Disinformation on the Sovereignty Market: Russia Attempts to Spoil Armenian-Georgian Relations?

On May 20, Regnum News Agency released an article claiming that Armenian Russians planned to donate nearly a hundred million dollars towards the cause of Abkhazian state recognition:

The Union of Armenians of Russia (UAR) headed by businessman Ara Abramian intends to spend $ 90 million to ensure recognition of the independence of Abkhazia and so-called South Ossetia by third world countries. REGNUM news agency reports with reference to a competent source close to the leadership of the union. They found it difficult to name the source of these funds, but noted that directions of the said activity, according to their information, had been agreed by the UAR with leaders of the Russian diplomacy. Results and geography of spending are not reported.

Given that, back in 2009, Nauru granted recognition of Abkhazia for a mere $50 million, a $90 million donation ought to be sufficient for Abkhazia to buy recognition from at least one more Pacific island nation — possibly even two.

However, Regnum News Agency, a Russian news dissemination service, appears to not be the most trustworthy agency around, and the Union of Armenians in Russia has denied the report:

We have to remind the Regnum’s administration that this is not the first time their agency is publicizing unverified and untrue report, referring to the Union of Armenians of Russia[.]

But even without the UAR’s denial, the story would not add up all the way. Although Armenians make up 20% of Abkhazia’s population, they are politically underrepresented in the region, and it is unlikely a Russian group would spend such a large sum to advance a rather questionable method of obtaining sovereignty. Armenia’s political interest in Abkhazia is also relatively minimal, as compared to, say, Nagorno Karabakh.

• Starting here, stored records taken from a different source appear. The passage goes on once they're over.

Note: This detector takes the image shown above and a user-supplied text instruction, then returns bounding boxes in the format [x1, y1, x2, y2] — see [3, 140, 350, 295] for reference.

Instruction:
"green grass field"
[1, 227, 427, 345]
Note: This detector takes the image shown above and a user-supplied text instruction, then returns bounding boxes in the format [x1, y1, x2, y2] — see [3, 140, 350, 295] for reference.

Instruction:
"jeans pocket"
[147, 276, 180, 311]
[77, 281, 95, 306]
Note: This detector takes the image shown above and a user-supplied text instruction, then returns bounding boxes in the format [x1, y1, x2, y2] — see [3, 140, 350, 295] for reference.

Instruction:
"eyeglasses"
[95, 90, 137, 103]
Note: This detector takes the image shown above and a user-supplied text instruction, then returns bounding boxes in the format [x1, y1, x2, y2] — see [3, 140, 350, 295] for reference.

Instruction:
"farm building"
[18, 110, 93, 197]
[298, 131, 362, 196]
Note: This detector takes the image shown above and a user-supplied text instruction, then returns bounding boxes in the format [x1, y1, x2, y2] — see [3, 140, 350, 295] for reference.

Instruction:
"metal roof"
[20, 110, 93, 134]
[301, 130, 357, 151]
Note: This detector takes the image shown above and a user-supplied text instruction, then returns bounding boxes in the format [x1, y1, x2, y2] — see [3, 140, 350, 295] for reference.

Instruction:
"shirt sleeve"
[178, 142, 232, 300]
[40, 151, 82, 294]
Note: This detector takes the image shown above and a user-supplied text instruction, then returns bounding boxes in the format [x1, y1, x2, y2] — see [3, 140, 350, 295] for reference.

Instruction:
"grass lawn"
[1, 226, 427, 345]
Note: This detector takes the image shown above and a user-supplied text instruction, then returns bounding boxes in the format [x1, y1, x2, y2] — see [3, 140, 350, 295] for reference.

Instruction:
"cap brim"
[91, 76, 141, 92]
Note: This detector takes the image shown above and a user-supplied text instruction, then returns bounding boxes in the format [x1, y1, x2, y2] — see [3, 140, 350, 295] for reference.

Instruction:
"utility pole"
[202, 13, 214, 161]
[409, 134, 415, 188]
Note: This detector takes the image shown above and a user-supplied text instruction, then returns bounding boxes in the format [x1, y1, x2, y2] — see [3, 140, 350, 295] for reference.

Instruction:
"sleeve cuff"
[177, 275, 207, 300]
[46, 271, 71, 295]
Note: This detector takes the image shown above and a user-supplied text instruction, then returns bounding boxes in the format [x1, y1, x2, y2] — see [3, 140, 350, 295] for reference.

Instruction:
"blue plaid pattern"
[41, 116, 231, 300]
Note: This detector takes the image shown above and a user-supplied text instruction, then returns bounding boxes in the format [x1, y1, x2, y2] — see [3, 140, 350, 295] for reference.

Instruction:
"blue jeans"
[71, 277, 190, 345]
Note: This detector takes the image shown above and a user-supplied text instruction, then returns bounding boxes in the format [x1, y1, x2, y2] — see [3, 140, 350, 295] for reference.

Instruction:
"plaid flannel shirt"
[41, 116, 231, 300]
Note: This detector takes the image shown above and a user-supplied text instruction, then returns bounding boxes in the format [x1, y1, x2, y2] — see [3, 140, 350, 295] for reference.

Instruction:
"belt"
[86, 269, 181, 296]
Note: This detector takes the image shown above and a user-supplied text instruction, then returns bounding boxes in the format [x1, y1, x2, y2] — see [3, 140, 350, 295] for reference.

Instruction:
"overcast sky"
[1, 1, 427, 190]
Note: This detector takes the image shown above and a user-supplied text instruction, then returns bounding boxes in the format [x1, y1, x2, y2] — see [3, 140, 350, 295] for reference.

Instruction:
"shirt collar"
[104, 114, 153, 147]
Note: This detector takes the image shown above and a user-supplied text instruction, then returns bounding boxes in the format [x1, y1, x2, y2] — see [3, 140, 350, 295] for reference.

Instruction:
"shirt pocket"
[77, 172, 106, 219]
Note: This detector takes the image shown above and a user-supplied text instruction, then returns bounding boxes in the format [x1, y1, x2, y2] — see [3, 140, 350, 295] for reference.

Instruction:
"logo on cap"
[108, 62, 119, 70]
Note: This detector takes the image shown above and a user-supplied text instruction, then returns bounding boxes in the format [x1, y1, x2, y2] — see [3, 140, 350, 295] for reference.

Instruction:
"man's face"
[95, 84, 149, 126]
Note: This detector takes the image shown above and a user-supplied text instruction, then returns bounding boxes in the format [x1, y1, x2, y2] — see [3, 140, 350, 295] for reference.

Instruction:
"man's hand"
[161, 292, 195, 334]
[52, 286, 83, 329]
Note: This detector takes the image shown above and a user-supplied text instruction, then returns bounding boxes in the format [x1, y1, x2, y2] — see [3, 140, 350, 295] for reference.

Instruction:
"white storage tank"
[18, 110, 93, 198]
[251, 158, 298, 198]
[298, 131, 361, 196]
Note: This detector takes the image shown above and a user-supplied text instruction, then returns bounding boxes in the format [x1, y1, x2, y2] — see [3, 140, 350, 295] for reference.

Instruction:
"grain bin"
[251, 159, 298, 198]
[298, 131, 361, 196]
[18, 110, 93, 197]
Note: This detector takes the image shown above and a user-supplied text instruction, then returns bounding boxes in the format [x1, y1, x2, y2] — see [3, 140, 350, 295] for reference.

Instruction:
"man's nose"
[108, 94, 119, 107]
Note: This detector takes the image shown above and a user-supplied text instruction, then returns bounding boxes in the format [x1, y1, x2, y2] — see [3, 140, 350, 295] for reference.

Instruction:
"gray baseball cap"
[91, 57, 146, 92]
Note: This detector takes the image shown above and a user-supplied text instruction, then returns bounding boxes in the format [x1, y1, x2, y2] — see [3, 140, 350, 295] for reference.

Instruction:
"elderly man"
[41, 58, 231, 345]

Indeed, other agencies quickly moved to denounce the reports, with the Armenian media accusing Russia of attempting to “drive a wedge” between Armenia and Georgia, and using “mass media [] to spoil the normalizing relations between Armenia and Georgia.” As noted by the Armenian news agency,

None of the materials [in the Regnum report] indicates the sources of such interpretation of information, but the fact that the materials were among the top news proves that the point is not about journalism but provocation.

In contrast, Georgian politicians appear to have taken the news rather seriously, with the vice speaker of the Georgian parliament “highlight[ing] that the action is a deliberate provocation.” At least some parts of the Georgian media are more skeptical, however:

Other [President] Saakashvli-controlled mass media have the same opinion. Abramyan has been repeatedly accused of serving the interests of Moscow. As alleged, this initiative to finance recognition of Sukhum and Tskhinval is connected with the desire to prevent rapprochement between Georgia and Armenia. However, this version does not sound viable. Yerevan will not exchange good relations with Russia for strange intrigues with Tbilisi.

So it appears that the report is a fabrication. However, the fact that someone used these particular allegations to cause strife is interesting in itself — and shows that Georgia does indeed consider Abkhazia’s recognition-buying to be a threat.